- An unprotected Elasticsearch database belonging to AmazingCo contained 212,220 customer records and potential customer leads.
- The exposed records included user names, email addresses, phone number, internal notes, and other details.
AmazingCo, a company based in Melbourne, Australia had an unprotected Elasticsearch database that contained sensitive details of customers and possible leads. The publicly accessible database was discovered by security researcher Jeremiah Fowler. According to Fowler, a large portion of data was related to children’s entertainment and wine tours.

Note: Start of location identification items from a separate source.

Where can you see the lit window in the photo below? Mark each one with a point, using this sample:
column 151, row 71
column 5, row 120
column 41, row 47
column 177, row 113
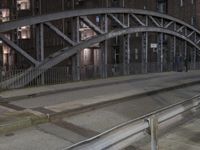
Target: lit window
column 23, row 4
column 4, row 15
column 24, row 32
column 181, row 3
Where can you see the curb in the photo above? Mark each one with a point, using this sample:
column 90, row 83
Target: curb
column 16, row 98
column 22, row 123
column 115, row 101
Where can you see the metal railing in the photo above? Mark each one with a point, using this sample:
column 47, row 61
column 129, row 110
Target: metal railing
column 129, row 132
column 61, row 75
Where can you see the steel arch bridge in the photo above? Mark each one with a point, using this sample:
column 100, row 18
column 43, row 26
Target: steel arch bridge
column 128, row 21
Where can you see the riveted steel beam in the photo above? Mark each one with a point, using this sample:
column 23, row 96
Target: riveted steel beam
column 59, row 33
column 18, row 49
column 68, row 52
column 137, row 19
column 94, row 27
column 117, row 20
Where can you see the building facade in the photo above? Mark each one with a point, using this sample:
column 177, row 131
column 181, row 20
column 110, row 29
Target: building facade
column 25, row 37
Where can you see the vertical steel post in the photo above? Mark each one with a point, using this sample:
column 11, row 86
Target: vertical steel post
column 154, row 132
column 185, row 45
column 79, row 52
column 145, row 43
column 40, row 45
column 161, row 48
column 195, row 53
column 126, row 47
column 174, row 53
column 104, row 48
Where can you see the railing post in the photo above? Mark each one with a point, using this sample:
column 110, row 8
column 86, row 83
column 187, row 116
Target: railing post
column 153, row 122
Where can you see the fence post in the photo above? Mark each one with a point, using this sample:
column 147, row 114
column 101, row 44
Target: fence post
column 153, row 122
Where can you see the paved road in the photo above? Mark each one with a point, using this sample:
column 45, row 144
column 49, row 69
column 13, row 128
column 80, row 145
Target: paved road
column 136, row 85
column 68, row 130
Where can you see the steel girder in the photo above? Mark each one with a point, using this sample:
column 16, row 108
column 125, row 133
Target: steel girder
column 148, row 22
column 65, row 53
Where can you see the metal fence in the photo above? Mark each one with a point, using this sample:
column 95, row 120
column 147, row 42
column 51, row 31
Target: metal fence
column 60, row 75
column 125, row 134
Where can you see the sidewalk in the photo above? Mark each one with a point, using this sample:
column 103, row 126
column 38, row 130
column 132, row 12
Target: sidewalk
column 52, row 89
column 70, row 97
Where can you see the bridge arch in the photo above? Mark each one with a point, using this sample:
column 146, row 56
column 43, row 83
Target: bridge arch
column 162, row 24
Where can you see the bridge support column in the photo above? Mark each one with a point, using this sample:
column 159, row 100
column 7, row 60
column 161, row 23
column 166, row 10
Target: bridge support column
column 174, row 54
column 194, row 58
column 126, row 47
column 76, row 38
column 104, row 48
column 145, row 52
column 145, row 45
column 154, row 132
column 40, row 46
column 160, row 55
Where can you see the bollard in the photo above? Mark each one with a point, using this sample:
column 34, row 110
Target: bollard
column 153, row 122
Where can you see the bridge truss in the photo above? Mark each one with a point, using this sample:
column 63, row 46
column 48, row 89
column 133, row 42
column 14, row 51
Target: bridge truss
column 127, row 21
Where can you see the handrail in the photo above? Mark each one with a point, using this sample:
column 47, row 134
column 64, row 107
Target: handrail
column 144, row 117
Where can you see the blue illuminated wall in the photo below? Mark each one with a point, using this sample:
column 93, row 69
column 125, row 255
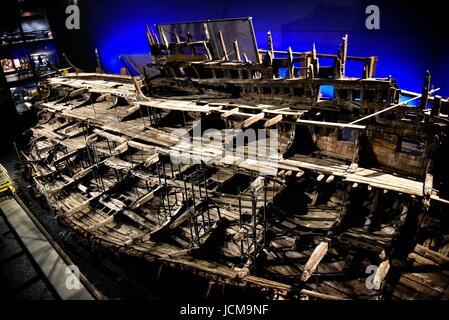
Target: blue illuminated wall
column 412, row 38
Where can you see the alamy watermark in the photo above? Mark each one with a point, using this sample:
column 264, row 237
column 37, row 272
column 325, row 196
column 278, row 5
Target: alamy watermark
column 372, row 21
column 73, row 19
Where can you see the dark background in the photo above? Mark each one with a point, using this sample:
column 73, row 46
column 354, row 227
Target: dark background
column 412, row 38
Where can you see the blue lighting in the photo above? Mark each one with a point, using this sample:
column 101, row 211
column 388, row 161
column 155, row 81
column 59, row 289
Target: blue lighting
column 403, row 54
column 327, row 91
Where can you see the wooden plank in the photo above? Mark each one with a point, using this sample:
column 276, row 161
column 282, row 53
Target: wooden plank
column 229, row 113
column 271, row 122
column 253, row 119
column 331, row 124
column 139, row 202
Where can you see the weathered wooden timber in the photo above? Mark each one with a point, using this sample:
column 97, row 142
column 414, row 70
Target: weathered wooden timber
column 354, row 181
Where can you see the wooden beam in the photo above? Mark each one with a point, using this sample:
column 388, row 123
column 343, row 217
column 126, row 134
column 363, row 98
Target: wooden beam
column 139, row 202
column 230, row 113
column 253, row 119
column 330, row 124
column 317, row 255
column 273, row 121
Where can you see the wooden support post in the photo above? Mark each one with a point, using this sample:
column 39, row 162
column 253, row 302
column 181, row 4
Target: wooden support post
column 381, row 273
column 237, row 51
column 223, row 46
column 425, row 92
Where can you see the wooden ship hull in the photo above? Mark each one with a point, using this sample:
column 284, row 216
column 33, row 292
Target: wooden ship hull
column 347, row 186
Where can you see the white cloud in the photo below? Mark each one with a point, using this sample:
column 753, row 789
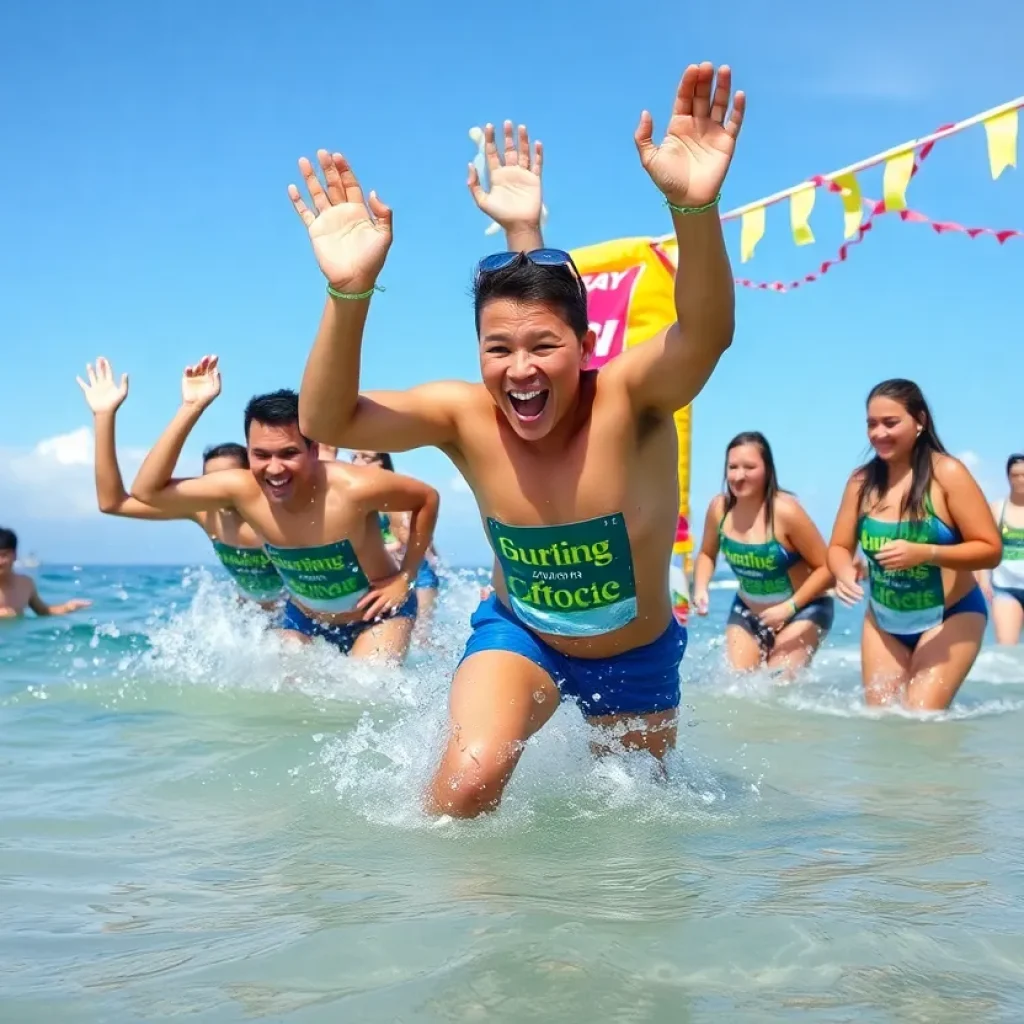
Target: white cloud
column 53, row 480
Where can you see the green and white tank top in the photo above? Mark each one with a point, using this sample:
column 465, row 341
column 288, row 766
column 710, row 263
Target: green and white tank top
column 1010, row 572
column 762, row 569
column 251, row 569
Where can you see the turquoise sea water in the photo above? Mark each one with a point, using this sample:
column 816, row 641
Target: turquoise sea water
column 196, row 823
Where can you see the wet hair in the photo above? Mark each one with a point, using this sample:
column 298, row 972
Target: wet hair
column 772, row 489
column 276, row 409
column 227, row 451
column 876, row 472
column 524, row 282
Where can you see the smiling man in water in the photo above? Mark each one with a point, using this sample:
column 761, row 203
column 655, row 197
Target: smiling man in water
column 573, row 471
column 318, row 519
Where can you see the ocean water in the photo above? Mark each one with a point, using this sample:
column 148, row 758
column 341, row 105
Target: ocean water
column 196, row 823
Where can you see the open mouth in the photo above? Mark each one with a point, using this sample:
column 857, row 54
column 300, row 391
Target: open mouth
column 278, row 484
column 528, row 406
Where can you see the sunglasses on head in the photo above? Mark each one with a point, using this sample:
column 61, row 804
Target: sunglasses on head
column 539, row 257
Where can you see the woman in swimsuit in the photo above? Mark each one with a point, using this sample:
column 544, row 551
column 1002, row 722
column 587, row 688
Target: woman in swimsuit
column 1005, row 585
column 781, row 612
column 925, row 527
column 235, row 543
column 395, row 529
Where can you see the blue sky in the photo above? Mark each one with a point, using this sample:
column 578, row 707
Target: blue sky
column 143, row 215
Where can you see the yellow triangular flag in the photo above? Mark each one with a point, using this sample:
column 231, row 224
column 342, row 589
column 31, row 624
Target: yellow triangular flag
column 752, row 229
column 801, row 204
column 853, row 205
column 895, row 180
column 1001, row 134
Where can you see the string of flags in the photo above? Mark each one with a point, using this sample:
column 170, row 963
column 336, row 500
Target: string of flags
column 901, row 163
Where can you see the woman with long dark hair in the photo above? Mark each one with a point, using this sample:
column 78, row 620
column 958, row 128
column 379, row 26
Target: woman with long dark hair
column 781, row 612
column 925, row 527
column 395, row 529
column 1005, row 585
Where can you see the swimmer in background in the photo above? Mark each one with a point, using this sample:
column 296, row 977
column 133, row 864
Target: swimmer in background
column 574, row 471
column 925, row 527
column 18, row 592
column 1004, row 586
column 236, row 544
column 395, row 540
column 782, row 611
column 318, row 520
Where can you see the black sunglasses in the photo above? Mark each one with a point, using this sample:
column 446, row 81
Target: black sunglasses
column 539, row 257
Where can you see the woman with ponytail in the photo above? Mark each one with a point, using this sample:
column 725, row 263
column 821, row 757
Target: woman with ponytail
column 781, row 612
column 925, row 527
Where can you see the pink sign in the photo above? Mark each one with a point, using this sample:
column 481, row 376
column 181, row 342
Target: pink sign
column 608, row 296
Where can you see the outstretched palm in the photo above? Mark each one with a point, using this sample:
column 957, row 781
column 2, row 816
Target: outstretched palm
column 691, row 163
column 350, row 243
column 515, row 184
column 101, row 392
column 201, row 383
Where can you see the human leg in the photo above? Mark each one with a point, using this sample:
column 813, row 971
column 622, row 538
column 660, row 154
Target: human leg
column 747, row 641
column 885, row 664
column 499, row 699
column 1008, row 616
column 942, row 660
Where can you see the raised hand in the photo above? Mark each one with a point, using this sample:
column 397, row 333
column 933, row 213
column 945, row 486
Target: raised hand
column 201, row 383
column 515, row 183
column 691, row 163
column 350, row 243
column 102, row 393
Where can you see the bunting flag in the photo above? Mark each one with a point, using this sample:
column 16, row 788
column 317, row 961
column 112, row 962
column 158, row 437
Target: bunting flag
column 631, row 298
column 900, row 164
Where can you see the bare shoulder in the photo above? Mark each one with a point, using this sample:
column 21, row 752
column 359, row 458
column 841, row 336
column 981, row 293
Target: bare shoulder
column 949, row 471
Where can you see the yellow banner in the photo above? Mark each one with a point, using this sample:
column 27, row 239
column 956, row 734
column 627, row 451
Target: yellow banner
column 801, row 205
column 630, row 285
column 752, row 229
column 1000, row 133
column 853, row 204
column 895, row 180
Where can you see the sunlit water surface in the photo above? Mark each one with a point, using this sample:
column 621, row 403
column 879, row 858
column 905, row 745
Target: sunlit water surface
column 195, row 822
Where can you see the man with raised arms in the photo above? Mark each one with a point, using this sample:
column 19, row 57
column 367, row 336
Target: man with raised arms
column 573, row 471
column 318, row 519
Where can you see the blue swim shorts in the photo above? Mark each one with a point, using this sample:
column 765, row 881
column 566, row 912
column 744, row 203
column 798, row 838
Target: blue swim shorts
column 342, row 635
column 641, row 681
column 426, row 578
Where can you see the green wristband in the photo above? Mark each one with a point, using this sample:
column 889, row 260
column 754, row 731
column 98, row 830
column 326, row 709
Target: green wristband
column 334, row 293
column 685, row 210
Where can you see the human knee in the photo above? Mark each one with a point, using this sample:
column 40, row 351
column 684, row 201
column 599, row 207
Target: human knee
column 475, row 783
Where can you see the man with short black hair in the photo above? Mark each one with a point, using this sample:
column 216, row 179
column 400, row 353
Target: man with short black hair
column 318, row 519
column 18, row 592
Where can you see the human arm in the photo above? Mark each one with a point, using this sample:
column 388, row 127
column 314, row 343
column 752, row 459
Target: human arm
column 514, row 201
column 394, row 493
column 803, row 537
column 843, row 544
column 350, row 244
column 154, row 484
column 104, row 395
column 40, row 607
column 980, row 547
column 669, row 371
column 704, row 567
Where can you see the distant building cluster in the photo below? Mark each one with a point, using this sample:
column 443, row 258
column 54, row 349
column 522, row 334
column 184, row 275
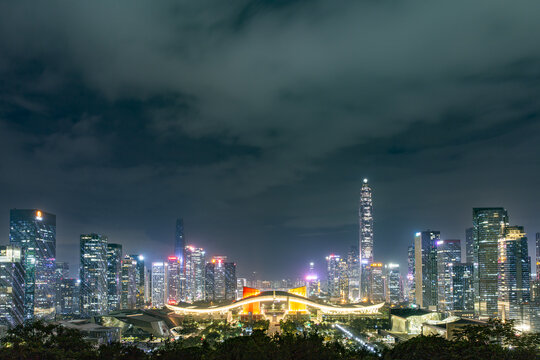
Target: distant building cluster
column 492, row 279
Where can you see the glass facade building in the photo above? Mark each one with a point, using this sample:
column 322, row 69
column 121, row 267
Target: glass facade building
column 365, row 217
column 93, row 274
column 425, row 246
column 11, row 286
column 114, row 275
column 448, row 254
column 34, row 231
column 489, row 226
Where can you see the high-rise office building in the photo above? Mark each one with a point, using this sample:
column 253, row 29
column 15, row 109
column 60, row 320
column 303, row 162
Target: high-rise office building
column 410, row 294
column 333, row 274
column 220, row 279
column 425, row 260
column 128, row 283
column 159, row 284
column 365, row 215
column 11, row 285
column 376, row 283
column 538, row 256
column 195, row 261
column 93, row 274
column 514, row 274
column 463, row 289
column 448, row 254
column 179, row 241
column 69, row 296
column 394, row 288
column 140, row 274
column 489, row 225
column 34, row 231
column 114, row 276
column 174, row 290
column 469, row 245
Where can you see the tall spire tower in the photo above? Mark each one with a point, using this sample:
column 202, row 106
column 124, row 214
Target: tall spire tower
column 365, row 217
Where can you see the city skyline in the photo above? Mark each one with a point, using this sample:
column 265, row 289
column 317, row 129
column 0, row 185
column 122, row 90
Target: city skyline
column 123, row 128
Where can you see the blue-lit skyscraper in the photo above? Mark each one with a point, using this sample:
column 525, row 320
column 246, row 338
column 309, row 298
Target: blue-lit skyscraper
column 11, row 286
column 489, row 225
column 93, row 274
column 35, row 232
column 114, row 275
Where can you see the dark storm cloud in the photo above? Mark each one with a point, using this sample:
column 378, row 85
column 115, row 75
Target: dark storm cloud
column 255, row 120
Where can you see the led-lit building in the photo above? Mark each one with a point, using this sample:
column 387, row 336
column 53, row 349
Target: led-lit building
column 220, row 279
column 376, row 283
column 114, row 275
column 159, row 284
column 514, row 275
column 69, row 297
column 410, row 294
column 463, row 289
column 489, row 226
column 353, row 276
column 469, row 245
column 93, row 274
column 194, row 274
column 179, row 241
column 11, row 286
column 34, row 231
column 448, row 254
column 128, row 283
column 333, row 275
column 394, row 288
column 140, row 281
column 173, row 280
column 365, row 215
column 425, row 261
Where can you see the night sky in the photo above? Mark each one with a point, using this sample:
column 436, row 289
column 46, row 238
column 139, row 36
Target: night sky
column 256, row 121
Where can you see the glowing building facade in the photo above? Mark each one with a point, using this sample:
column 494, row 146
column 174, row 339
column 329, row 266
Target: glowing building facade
column 11, row 286
column 34, row 231
column 365, row 215
column 489, row 226
column 128, row 294
column 194, row 274
column 93, row 274
column 114, row 275
column 448, row 255
column 159, row 284
column 514, row 275
column 425, row 259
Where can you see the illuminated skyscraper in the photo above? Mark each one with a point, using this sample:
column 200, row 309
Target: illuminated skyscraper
column 489, row 226
column 194, row 274
column 220, row 279
column 179, row 241
column 365, row 215
column 410, row 274
column 376, row 283
column 448, row 255
column 394, row 288
column 35, row 232
column 353, row 266
column 159, row 284
column 93, row 274
column 140, row 274
column 514, row 274
column 11, row 286
column 425, row 247
column 333, row 273
column 128, row 294
column 114, row 275
column 469, row 245
column 173, row 280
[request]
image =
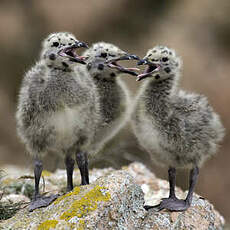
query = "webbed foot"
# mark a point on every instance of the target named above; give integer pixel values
(170, 204)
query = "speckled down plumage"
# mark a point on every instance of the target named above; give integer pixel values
(177, 128)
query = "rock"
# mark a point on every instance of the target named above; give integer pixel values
(115, 200)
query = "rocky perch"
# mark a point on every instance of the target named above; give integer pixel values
(113, 200)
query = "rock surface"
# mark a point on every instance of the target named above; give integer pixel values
(113, 200)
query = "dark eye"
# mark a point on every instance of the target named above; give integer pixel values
(104, 55)
(56, 44)
(164, 59)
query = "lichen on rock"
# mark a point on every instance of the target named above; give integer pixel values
(115, 201)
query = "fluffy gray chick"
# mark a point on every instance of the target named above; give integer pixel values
(103, 68)
(55, 110)
(177, 128)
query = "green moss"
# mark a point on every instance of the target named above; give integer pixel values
(46, 225)
(74, 192)
(86, 204)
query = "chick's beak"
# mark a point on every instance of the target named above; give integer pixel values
(70, 52)
(113, 64)
(150, 69)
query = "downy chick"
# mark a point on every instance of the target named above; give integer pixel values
(113, 95)
(54, 110)
(177, 128)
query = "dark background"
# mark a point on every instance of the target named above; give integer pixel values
(198, 30)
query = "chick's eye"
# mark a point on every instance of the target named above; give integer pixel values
(56, 44)
(164, 59)
(104, 55)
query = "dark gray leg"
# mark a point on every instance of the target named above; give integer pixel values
(174, 204)
(192, 182)
(172, 182)
(172, 196)
(82, 162)
(69, 162)
(38, 200)
(38, 167)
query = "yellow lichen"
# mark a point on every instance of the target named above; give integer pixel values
(48, 224)
(86, 204)
(81, 224)
(46, 173)
(74, 192)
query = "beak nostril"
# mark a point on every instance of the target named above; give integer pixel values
(142, 62)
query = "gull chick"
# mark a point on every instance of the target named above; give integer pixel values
(178, 129)
(54, 110)
(104, 68)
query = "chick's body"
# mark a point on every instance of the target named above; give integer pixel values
(55, 110)
(177, 129)
(180, 132)
(113, 94)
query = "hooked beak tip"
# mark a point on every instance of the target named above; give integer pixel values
(142, 62)
(82, 44)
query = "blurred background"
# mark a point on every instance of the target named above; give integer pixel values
(198, 30)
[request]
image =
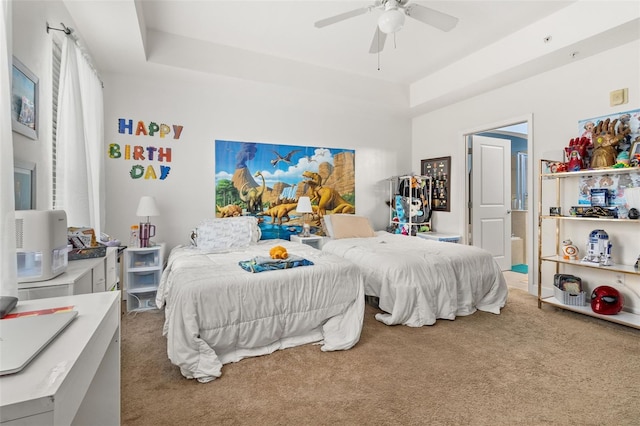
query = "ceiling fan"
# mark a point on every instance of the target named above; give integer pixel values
(392, 19)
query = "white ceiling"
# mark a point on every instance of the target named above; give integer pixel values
(276, 41)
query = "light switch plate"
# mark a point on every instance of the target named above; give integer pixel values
(618, 97)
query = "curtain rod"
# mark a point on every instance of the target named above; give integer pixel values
(69, 31)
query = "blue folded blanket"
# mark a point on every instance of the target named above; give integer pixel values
(261, 263)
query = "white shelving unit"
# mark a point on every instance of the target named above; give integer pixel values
(142, 273)
(564, 225)
(394, 183)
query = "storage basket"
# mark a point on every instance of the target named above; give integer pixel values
(568, 298)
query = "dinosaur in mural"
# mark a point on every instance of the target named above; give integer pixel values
(253, 196)
(327, 198)
(230, 210)
(279, 212)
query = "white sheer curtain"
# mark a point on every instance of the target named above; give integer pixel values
(8, 268)
(80, 163)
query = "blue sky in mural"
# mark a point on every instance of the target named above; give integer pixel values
(278, 163)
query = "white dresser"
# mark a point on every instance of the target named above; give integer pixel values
(76, 378)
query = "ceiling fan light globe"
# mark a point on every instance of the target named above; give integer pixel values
(391, 21)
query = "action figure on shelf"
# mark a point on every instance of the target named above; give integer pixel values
(605, 139)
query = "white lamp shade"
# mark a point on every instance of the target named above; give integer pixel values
(391, 21)
(304, 205)
(147, 207)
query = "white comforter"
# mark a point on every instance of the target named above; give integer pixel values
(216, 312)
(419, 281)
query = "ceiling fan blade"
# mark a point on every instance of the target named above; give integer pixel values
(377, 44)
(341, 17)
(440, 20)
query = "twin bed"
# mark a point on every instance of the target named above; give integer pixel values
(417, 281)
(216, 312)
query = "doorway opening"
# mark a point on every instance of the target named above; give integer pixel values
(511, 223)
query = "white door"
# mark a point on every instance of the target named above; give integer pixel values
(491, 197)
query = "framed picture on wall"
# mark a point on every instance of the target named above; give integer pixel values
(24, 100)
(439, 170)
(24, 182)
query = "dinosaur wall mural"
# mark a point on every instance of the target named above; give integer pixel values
(285, 173)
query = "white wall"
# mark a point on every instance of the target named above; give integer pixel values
(557, 100)
(210, 108)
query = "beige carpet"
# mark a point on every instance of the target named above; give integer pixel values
(526, 366)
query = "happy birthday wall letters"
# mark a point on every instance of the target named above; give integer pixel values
(149, 153)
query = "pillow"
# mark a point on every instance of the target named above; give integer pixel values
(350, 226)
(227, 233)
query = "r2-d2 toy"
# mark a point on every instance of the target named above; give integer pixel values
(598, 248)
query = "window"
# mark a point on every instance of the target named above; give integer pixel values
(55, 84)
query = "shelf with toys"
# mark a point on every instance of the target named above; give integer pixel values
(606, 269)
(410, 204)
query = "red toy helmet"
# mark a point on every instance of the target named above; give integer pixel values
(606, 300)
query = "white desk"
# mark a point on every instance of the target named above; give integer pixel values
(76, 378)
(81, 276)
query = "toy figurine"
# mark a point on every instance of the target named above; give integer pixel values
(605, 139)
(576, 153)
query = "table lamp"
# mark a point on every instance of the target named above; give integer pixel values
(147, 207)
(304, 207)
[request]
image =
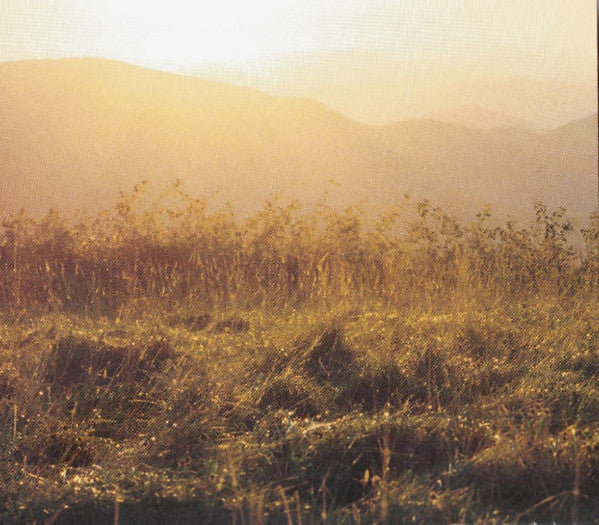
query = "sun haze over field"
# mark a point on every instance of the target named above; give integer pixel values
(374, 61)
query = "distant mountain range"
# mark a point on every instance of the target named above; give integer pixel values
(75, 132)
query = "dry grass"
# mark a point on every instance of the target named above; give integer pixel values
(298, 367)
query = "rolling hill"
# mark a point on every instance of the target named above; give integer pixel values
(75, 132)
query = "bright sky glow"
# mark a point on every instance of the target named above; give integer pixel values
(338, 51)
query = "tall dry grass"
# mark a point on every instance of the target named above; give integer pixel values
(175, 251)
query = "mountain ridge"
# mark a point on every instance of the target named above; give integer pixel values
(75, 132)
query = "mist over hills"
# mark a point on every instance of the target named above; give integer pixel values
(75, 132)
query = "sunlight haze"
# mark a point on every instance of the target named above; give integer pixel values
(374, 61)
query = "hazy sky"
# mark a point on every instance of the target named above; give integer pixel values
(282, 45)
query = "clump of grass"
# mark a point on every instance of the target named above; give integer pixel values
(75, 361)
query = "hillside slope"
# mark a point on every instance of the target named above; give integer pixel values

AmazingCo provides services such as hosting children’s parties, date nights and social experiences all around Australia, New Zealand, and in eight states in the US.
The big picture
- Fowler found out that the unprotected database had 212,220 records in total which included user names, email addresses, phone numbers, internal notes, and other details.
- A folder named “Customers” in the database contained 174,000 records. It was identified that a major chunk of this data was for ‘children’s entertainment and wine tours’.
- Detailed customer feedbacks and internal notes on specific events were also found in the database.
- On top of this, IP addresses, Ports, Pathways, and storage information were also recorded in the database.
Fowler indicated the internal notes on events had user reviews linked with personally identifiable data(PII). “A vast majority of the notes that I read were positive and praising the entertainers, tour guides, and experiences. The down side to this is that each of these were connected to the client’s real personally identifiable data and the files also included internal notes on the clients, their events and any challenges Amazingco’s staff experienced,” Fowler wrote in his blog.
Upon being notified about the exposed database, AmazingCo secured the database and its no longer publicly accessible. It is unknown how long these records were exposed online.